Wednesday, February 23, 2011

Kindergarten Round Up Fail

In my first official act as "Mary Grace's mom" at her brand new school, I proved once again that I am a complete and utter tool.

I sat down next to two women who obviously knew each other.  The one farther from me in the noisy cafeteria asked me if I had a pad.  I dug through my bag for a second and said, "Sorry, all I have is this," as I sheepishly held up a size 1 diaper.  Might work if you're desperate," I said with an apologetic shrug. 

"What?  Oh, no, I said a pen," she replied.

And I died.

If Mary Grace had been there, I'll bet I would have gotten my first, "Mo-THER!" 

So I lied, "Well, hi, I'm Amy and I'm hard of hearing.  Thought you said pad.  Nice to meet you."

I can only hope that she forgets me by August.

PS - how is my baby already old enough for Kindergarten?

PPS - how is it that I'm this big a dork, and yet I still have awesome friends?  Be honest, are you all just hanging out with me for comedic purposes?


Heidi said...

Oh, totally for the comedy! ;)

As the mom of a kindergartener who also went to a February round up where I knew no one, believe me - you (and your "hearing") will be totally forgotten by September. Heck, my son's been in school six months and there are still moms from his class that I can't name.

Pamela said...

Kindergarten was invented to test the dedication of parents. It is a horrible and merciless test.

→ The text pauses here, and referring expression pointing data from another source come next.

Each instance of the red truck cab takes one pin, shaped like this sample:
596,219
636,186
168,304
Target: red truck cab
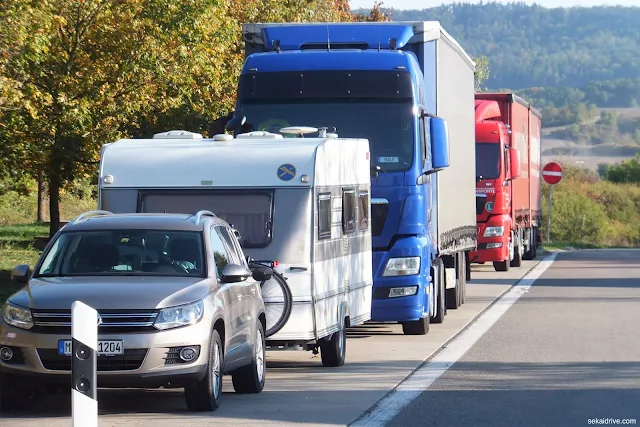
507,180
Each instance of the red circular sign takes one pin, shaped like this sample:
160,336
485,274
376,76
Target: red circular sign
552,173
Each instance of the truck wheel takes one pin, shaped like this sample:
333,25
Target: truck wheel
205,394
334,351
417,327
250,379
531,251
501,265
517,256
438,271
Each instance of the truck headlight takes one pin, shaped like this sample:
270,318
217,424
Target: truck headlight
494,231
406,266
17,316
182,315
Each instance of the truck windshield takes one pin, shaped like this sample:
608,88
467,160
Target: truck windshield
125,252
389,126
487,160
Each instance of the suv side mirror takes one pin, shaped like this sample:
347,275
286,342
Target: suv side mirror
262,274
514,163
234,273
20,273
439,143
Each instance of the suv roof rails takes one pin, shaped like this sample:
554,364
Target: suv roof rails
90,214
202,213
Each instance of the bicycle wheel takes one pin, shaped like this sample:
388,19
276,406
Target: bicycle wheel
278,302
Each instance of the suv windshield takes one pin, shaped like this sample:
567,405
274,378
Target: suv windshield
388,126
125,252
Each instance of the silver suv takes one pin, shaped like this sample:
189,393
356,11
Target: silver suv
178,303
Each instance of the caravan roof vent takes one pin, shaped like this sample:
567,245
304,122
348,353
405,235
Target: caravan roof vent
223,137
177,134
298,130
258,134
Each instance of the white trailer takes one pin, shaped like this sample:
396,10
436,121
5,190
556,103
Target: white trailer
304,202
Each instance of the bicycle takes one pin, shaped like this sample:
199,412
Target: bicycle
277,297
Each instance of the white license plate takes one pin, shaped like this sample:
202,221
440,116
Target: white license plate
105,348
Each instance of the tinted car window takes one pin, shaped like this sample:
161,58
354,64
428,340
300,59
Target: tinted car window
131,252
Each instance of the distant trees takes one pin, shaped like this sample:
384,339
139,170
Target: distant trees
530,45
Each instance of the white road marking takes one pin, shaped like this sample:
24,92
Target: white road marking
425,375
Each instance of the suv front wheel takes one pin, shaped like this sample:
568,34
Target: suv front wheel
250,379
205,394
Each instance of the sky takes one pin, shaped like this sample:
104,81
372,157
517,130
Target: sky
423,4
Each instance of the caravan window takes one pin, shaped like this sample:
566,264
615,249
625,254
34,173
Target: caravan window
363,211
324,216
249,211
348,211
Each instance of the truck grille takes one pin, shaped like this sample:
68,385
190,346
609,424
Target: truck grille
379,211
480,202
129,361
113,321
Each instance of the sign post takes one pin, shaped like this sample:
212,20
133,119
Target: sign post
84,344
552,174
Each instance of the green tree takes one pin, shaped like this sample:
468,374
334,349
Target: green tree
86,68
482,73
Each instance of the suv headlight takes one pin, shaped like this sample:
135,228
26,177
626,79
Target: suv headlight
17,316
494,231
182,315
406,266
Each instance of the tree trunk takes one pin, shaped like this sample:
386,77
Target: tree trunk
42,197
54,204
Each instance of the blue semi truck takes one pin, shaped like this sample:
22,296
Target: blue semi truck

You should just keep one of those diapers in your bag and pull it out every time somebody asks for anything. Pen? I have a diaper. Phone? How about a diaper? Kleenex? Nope, but you can use this!


Bev said...

Hysterically funny...coming from a 61 year old who continues to stick her foot in her mouth. Sorry I can't give you hope that this will never happen again, but at least yours are funny!!!!